Einde inhoudsopgave
Algemene douaneregeling
Artikel 6:2
Geldend
Geldend vanaf 01-07-2020
- Redactionele toelichting
De toelichting bij deze wijziging is gecorrigeerd via een rectificatie (28-07-2020).
- Bronpublicatie:
25-06-2020, Stcrt. 2020, 35213 (uitgifte: 29-06-2020, regelingnummer: 2020-0000119455)
- Inwerkingtreding
01-07-2020
- Bronpublicatie inwerkingtreding:
25-06-2020, Stcrt. 2020, 35213 (uitgifte: 29-06-2020, regelingnummer: 2020-0000119455)

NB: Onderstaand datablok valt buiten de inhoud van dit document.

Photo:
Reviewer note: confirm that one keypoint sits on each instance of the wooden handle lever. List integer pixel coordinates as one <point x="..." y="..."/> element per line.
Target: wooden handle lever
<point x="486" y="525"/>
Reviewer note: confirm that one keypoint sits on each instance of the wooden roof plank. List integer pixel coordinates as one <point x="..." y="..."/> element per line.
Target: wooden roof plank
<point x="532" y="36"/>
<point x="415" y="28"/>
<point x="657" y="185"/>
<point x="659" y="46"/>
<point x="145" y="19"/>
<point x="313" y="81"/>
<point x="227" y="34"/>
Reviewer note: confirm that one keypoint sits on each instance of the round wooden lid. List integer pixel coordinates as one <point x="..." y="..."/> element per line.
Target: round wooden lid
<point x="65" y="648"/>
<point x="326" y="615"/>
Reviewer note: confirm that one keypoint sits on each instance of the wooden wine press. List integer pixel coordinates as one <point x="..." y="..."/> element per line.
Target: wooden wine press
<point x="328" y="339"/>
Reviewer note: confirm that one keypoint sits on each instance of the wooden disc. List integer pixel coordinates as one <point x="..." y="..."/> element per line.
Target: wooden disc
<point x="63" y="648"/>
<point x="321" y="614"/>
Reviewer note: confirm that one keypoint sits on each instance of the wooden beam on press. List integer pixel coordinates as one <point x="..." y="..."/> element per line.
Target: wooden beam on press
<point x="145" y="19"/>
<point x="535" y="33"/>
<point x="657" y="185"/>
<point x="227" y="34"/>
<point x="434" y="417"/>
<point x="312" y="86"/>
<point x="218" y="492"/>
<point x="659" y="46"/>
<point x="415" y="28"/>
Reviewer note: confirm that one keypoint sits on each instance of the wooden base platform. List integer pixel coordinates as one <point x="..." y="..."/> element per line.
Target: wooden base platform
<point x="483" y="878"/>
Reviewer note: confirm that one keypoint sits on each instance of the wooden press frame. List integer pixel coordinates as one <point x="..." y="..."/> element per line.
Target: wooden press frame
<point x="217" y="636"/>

- Overige regelgevende instantie(s)
Ministerie van Economische Zaken
Ministerie van Landbouw, Natuur en Voedselkwaliteit
- Vakgebied(en)
Bestuursrecht algemeen / Handhaving algemeen
Internationaal publiekrecht / Vrij verkeer
Agrarisch recht (V)
Douane (V)
Fiscaal strafrecht (V)
1.
Van een schip of een luchtvaartuig dat het douanegebied van de Unie over zee, onderscheidenlijk door de lucht, zal verlaten, wordt voor vertrek op elektronische wijze een aangifte ten uitklaring gedaan door het inzenden van de generale verklaring (IMO/FAL 1), onderscheidenlijk door het inzenden van de generale verklaring luchtvaart, bedoeld in bijlage 9 bij het op 7 december 1944 te Chicago tot stand gekomen Verdrag inzake de internationale burgerluchtvaart (Stb. 1947, 165), waarin de gegevenselementen, genoemd in bijlage IXa, titel III, zijn opgenomen
2.
Van alle goederen geladen in een Nederlandse haven of luchthaven aan boord van het schip of luchtvaartuig, bedoeld in het eerste lid, wordt uiterlijk op de werkdag volgend op de dag van vertrek uit de haven, onderscheidenlijk de luchthaven, een aangifte ten uitklaring gedaan bij het douanekantoor van uitgang door het op elektronische wijze inzenden van het douanemanifest bij uitgang waarin de gegevenselementen, genoemd in bijlage IXa, titel II, zijn opgenomen.